Win Without Pitching®: Thinking

A couple of years ago I wrote an article titled, ‘I Wish I’d Said That: Seven sentences to get you out of sticky situations.’ Just as there are words you can employ to helpful means, there are also words that you should avoid to keep you out of trouble and in control of the buy-sell relationship. Here are seven of them.

Seven Words You Can’t Say in Business Development

Obviously, the words themselves are harmless and only become problematic when used in certain context. Here then are the seven words and the contexts in which they should never be used.

1. You

Such a harmless word, you, but using it incorrectly can cause immediate credibility loss that is almost impossible to win back.

The problematic use of this innocent word is speaking to an as-yet unqualified target audience, particularly in written form. Let me explain by sharing with you the first words that greeted me on an agency website recently:

“[agency] is a strategic marketing services agency that does just one thing—helps you grow your business.”

Really? My business?

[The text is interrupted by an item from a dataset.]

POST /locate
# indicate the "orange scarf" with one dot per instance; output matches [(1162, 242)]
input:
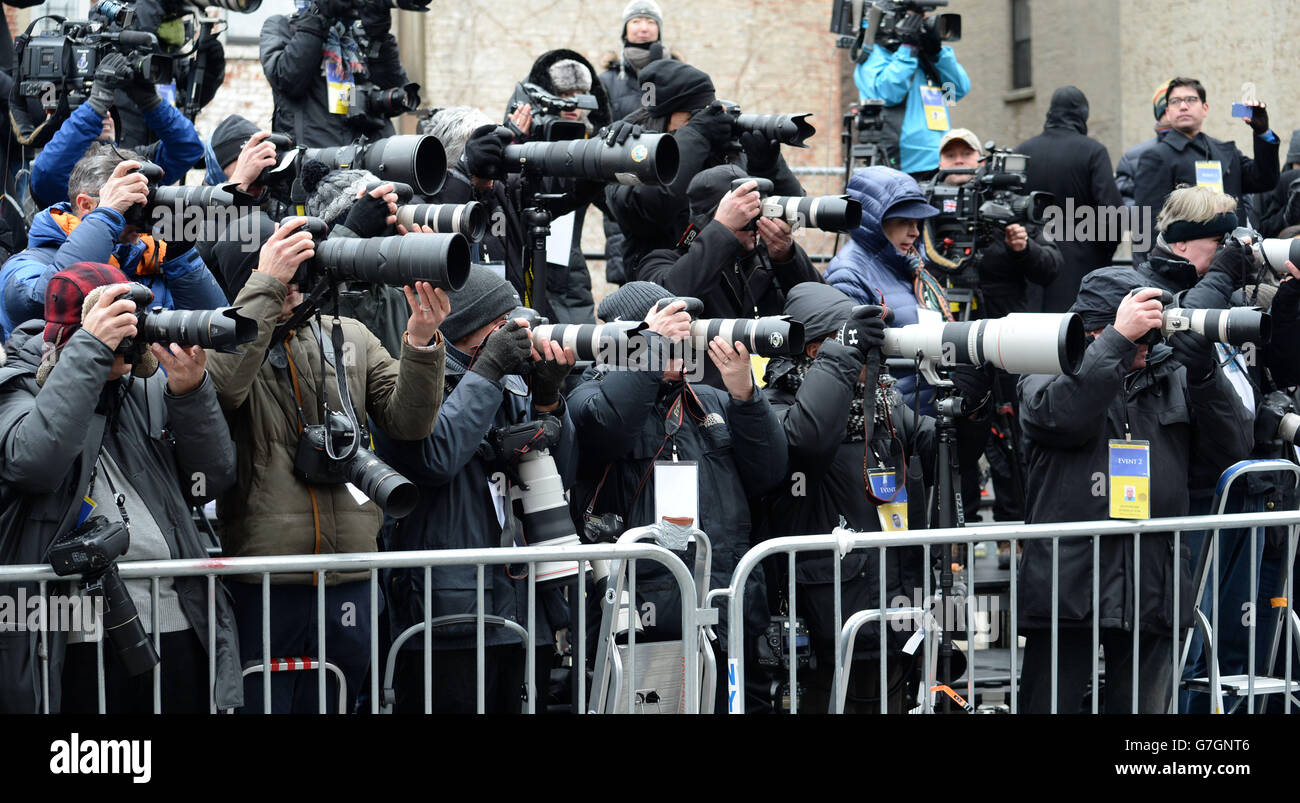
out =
[(151, 261)]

What does the writer know about my business? Clearly this firm is saying that they can help any business. It doesn’t matter what claim of expertise you make in your positioning statement, you give back any credibility you might build by addressing your target market in the second person singular: you. The second sentence on the aforementioned website:

“From strategic market planning to brand strategy, from lead generation to internet marketing services, we get you to your goals.”

Some people will think I’m being picky, but when someone claims to be able to help me without knowing anything about me, I have a hard time believing their claim. Language like this builds unnecessary sales resistance that will need to be overcome in any subsequent interaction with the prospect. This is the language of a firm looking for somebody – anybody – that they can sell something to – anything.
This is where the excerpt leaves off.